何雨柱依言坐下,腰板挺直,目光平静地看着李副厂长,等待下文。
李副厂长端起桌上的茶杯,慢悠悠地呷了一口,这才开口道:“何雨柱同志啊,今天叫你来呢,主要是想了解一点情况。这位刘海中师傅,你应该认识吧?你们是一个院的。”
何雨柱这才转向刘海中,点了点头:“认识,是我们院的二大爷。”
刘海中连忙挤出一丝笑:“柱子,李副厂长关心咱们工人同志的生活和团结,有些事想问问你,你可得跟领导好好说清楚。”
何雨柱没接他的话茬,重新看向李副厂长。
李副厂长清了清嗓子,放下茶杯,手指在桌面上轻轻敲了敲,目光变得有些严肃:“何雨柱同志,根据刘海中师傅反映的情况,还有厂里这两天的一些……风声。我想跟你核实一下,你是不是在昨天下午,向警察局举报了你们同院的,同时也是咱们轧钢厂八级钳工的易中海易师傅?并且,警察已经将易师傅带走了?有没有这回事?”
果然是为了这件事!而且刘海中这个“二大爷”,果然是跑来“反映情况”了!何雨柱心中冷笑,面上却依旧平静。他没有立刻回答,而是先看了一眼刘海中,刘海中被他看得有些心虚,避开了目光。
何雨柱这才转向李副厂长,语气清晰而肯定地回答:“李副厂长,是有这么回事。我昨天下午,确实因为一些个人和家庭纠纷,向派出所报了案,民警同志也依法将易中海带回去协助调查了。”
他特意强调了“个人和家庭纠纷”以及“依法协助调查”,将事件性质限定在一定范围内。
李副厂长眉头微微皱起,似乎对何雨柱的坦然有些意外。他沉吟了一下,说道:“何雨柱同志啊,你们都是一个院的邻居,易师傅更是厂里的老师傅,技术骨干。有什么矛盾,不能通过院里调解,或者厂里工会协调解决呢?非要闹到公安局去?这影响多不好?对易师傅个人的声誉,对你们院子的团结,甚至对咱们轧钢厂的形象,都有可能造成负面影响啊。”

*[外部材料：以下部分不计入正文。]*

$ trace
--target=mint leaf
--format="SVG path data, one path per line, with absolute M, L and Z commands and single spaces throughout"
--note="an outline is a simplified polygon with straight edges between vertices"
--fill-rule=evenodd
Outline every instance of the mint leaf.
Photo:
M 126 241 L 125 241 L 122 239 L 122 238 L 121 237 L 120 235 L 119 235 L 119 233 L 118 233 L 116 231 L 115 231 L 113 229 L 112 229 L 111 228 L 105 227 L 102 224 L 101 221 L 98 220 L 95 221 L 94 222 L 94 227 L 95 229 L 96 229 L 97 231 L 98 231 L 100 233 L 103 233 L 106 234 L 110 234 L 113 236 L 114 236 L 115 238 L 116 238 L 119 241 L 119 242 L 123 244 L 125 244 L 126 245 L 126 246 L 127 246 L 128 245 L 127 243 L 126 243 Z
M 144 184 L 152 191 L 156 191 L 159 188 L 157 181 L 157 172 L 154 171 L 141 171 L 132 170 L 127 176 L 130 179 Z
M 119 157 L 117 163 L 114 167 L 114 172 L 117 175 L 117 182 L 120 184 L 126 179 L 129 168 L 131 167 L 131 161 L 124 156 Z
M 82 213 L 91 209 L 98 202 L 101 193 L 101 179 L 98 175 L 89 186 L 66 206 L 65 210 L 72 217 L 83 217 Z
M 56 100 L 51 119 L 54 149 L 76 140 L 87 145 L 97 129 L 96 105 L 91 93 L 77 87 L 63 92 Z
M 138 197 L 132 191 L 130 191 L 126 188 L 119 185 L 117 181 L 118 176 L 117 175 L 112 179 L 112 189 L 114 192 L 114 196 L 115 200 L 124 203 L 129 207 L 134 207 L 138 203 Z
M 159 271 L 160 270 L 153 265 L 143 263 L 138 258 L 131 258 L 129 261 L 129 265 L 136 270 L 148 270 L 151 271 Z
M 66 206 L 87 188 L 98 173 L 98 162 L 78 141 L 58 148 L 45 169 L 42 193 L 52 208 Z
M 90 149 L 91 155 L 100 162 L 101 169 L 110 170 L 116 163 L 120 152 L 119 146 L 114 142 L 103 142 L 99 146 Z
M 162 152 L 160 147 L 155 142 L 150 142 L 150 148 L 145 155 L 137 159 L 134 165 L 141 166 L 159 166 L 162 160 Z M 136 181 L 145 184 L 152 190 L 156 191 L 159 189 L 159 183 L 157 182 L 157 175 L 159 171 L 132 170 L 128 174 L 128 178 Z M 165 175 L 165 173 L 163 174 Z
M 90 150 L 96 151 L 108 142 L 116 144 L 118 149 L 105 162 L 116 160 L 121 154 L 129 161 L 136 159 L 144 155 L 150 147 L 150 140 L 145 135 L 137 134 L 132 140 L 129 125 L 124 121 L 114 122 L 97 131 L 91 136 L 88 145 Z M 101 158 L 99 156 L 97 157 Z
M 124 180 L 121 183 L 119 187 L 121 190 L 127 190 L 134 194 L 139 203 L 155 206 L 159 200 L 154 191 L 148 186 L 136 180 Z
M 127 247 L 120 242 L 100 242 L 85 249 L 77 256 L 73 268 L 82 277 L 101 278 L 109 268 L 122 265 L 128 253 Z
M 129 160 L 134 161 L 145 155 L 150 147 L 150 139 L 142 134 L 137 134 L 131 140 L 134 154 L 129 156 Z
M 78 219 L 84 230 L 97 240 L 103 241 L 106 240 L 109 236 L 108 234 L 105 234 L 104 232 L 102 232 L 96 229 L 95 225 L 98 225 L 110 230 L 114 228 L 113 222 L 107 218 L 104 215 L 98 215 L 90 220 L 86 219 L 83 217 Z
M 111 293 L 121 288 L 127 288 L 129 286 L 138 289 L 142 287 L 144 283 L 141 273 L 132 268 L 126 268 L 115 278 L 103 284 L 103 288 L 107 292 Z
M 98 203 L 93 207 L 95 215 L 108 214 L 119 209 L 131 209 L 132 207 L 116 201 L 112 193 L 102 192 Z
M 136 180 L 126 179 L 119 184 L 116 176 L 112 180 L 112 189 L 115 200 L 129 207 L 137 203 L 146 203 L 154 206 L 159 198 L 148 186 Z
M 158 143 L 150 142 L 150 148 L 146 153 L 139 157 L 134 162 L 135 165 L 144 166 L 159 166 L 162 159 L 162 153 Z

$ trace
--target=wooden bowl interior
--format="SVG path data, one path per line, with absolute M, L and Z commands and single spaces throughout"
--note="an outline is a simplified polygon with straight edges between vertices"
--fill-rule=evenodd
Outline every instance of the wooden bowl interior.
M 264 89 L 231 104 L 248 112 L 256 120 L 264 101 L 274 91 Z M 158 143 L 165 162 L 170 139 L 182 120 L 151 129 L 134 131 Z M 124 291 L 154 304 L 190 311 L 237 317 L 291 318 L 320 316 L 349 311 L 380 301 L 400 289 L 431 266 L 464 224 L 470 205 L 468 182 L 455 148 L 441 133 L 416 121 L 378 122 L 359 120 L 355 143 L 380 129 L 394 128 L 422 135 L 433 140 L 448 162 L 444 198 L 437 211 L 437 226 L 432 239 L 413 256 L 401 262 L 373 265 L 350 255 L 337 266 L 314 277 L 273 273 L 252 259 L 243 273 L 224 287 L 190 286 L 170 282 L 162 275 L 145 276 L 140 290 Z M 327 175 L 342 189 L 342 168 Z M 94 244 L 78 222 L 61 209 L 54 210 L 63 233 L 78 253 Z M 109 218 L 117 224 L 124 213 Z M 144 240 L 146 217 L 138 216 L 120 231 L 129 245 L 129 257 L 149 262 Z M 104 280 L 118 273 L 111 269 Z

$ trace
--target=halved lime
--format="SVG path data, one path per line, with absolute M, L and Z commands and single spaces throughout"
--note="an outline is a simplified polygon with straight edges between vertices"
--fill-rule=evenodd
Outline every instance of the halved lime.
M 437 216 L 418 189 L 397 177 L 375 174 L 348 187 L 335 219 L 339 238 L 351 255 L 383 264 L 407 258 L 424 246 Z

这话听起来语重心长,站在领导和全局的角度,但其中的倾向性已经很明显了。
何雨柱察觉到情况不对,心中的警觉更甚。他迎着李副厂长的目光,不卑不亢地说道:“李副厂长,首先,感谢领导的关心。不过,这件事,本质上是我何雨柱与易中海之间的私人恩怨,涉及到一些陈年旧事和家庭内部的经济问题。我认为,这属于法律管辖的范畴,应该由公安机关依法处理。似乎……与轧钢厂的生产工作,没有直接关系。”
他这话绵里藏针,先是把事件定性为“私人恩怨”和“法律问题”,接着点明“与工厂工作无直接关系”,意思就是:这事归警察管,厂领导似乎不太适合直接介入干预。
李副厂长被这话噎了一下,脸色微微一沉,但很快又恢复了那副领导派头,摆摆手道:“哎,话不能这么说。易中海同志是厂里的八级工,是宝贵的技术人才,他的事情,怎么能说和厂里完全无关呢?作为厂领导,关心每一位职工,特别是骨干职工的生活和思想状况,调解内部矛盾,维护团结稳定,这也是我们的责任和义务嘛。”
他顿了顿,身体微微前倾,语气加重了几分,带着明显的压力:“再说了,何雨柱同志,你也知道,咱们轧钢厂,八级钳工那是凤毛麟角,每一个都是生产上的顶梁柱!易师傅手里可能还握着关键工序的技术。他现在被带走调查,万一耽误了重要生产任务,影响了工作进度,这个责任,谁来承担?你吗?还是我?我们都承担不起啊!”
图穷匕见!这是直接拿工厂生产和责任来压人了!想把易中海个人的问题,上升到影响工厂大局的高度,从而逼迫何雨柱让步。
旁边的刘海中见状,也赶紧帮腔,一脸“忧厂忧民”的表情:“是啊,柱子!李副厂长说得在理!老易那可是八级工!厂里的宝贝疙瘩!他要是真出了事,耽误了生产,那损失可就大了!咱们都是厂里的一份子,得为厂里着想啊!不能光顾着自己那点私人恩怨!”
两人一唱一和,试图给何雨柱扣上一顶“不顾大局”、“影响生产”的帽子。
然而,如今的何雨柱,早已不是能被这种大帽子轻易唬住的人了。他听着李副厂长和刘海中这番看似冠冕堂皇、实则漏洞百出的说辞,心中只觉得可笑。